My Mom Taught Me the Gift of Friendship

Obligatory photo of cute animal friends.

My mom is quite jaded when it comes to romantic love. The only piece of advice she gives me is that I should find someone who loves me more than I love them as if love is a power struggle based on affection.

However, my mom taught me the value of friendship through her own friendships. My mom is amazing at making and keeping good friends. Whenever she goes, she seems to be able to make friends easily. At the supermarket, she shares recipes with the woman next to her while choosing the freshest fish. While waiting at the doctor’s office, she shares home remedies to cure any known ailments. When she meets my friends’ Vietnamese-speaking parents, they bond over the troubles their children gives them. She has her work friends, her gym friends, her park friends, her church friends, her temple friends (we’re like a Buddhist-Catholic cultural fusion family; hence both church and temple friends), the friends she met while immigrating to the US, amongst her millions of other friends. My sister and brother have inherited the ability to connect easily with people, but I need a bit more time to warm up.

Not only does she make friends easily, but she also takes care of her friendships. Some of her friends do not drive, but my mom never hesitates to offer them a ride to the grocery store, the temple, or the fish market. Or when my mom sees a sale on fruits one of her friends loves, she would buy it for her friend. Not to mention all of the times my mom hosts home-cooked meals and barbecues for her friends. (She also never hesitates to offer the babysitting services of my sister and me while they go frolic somewhere.)
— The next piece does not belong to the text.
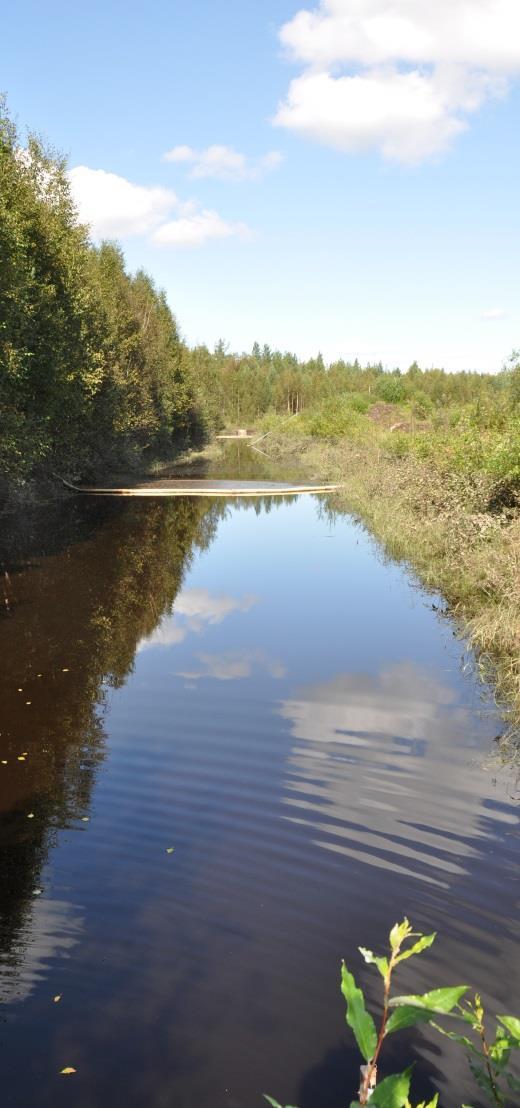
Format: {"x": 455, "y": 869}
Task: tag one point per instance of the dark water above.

She has an amazing relationship with her friends. With one set of friends, they have cheesy nicknames for each other based on titles used in Ancient Vietnam. They have also been on a spontaneous, crazy trip to Mexico in the pre-kids period. My mom claims that she told me everything that has happened there, but I don’t believe her. Whenever they mention Mexico, there seems to be both tons of laughter yet a mysterious hush hush when us kids are close enough to eavesdrop. When our family was having trouble, her best friend (and my second mom) took  us in (a family of four!) and helped us back to our feet.

And what’s more miraculous is that she manages to keep in touch with them all, at least with her closer ones. A friend my mom immigrated to the US with and her former roommate (now living in New Mexico) still talks monthly about potential arranged marriages between their children (my mom has now rejected the offers since hearing her son is short). My second mom and my mom always talks about their kids, their jobs, family gossip, and future trips to see each other (my mom’s BFF moved to Arizona…a few years after my family moved back to California from Arizona).  And when she heard that one of her friends had a health problem, my mom put away their differences from a fight to visit her. 

Recently, my mom seriously injured her shoulder, something that has been building up for years from all of her sweatshop working days and her manicurist/masseuse job. (Please send her good vibes.) The doctor has ordered her to stay home and refrain from work/lifting heavy things/driving/etc. Although she is in a lot of pain, I noticed that many of her friends have came to help her out. Some drive her to the doctor or to the market. Some cook soups and veggies for her. Some brought food for her. All day long she receives phone calls from friends asking about her progress. These events inspired this post.

As I meet new friends and say goodbye (for now) to old friends, I worry about whether our friendship will last. True, there are friends that you can just reunite with after a long time with no awkwardness at all. But, there are also many other friends who disappear and just become people you wonder about time to time. Or it seems like romantic relationships and children widen the distance between friends. Hopefully, I learn from my mom’s example and make new friends and keep old ones irregardless of what life throws at us. I hope my friends know that they can always rely on me, and I hope that I’m perceptive of their feelings and needs in our friendship. And I hope in tough times, I can also call on them.

Although my mom did not teach me about romantic love, she taught me the value of friendship, which to me, is equally important. (This is one of the reasons why I hate most portrayal of friendships in the media. Other than male-male friendships, most portrayals seem terrible. It seems like all male-female friendships have to turn into romance. And all female-female friendships revolve around and end because of beauty, boys, and children. These friendships are more dynamic than that!) So if you think I’m a good friend, you gotta thank my mom. 

What did the people who raised you teach you about friendship? How did you learn how to be a friend?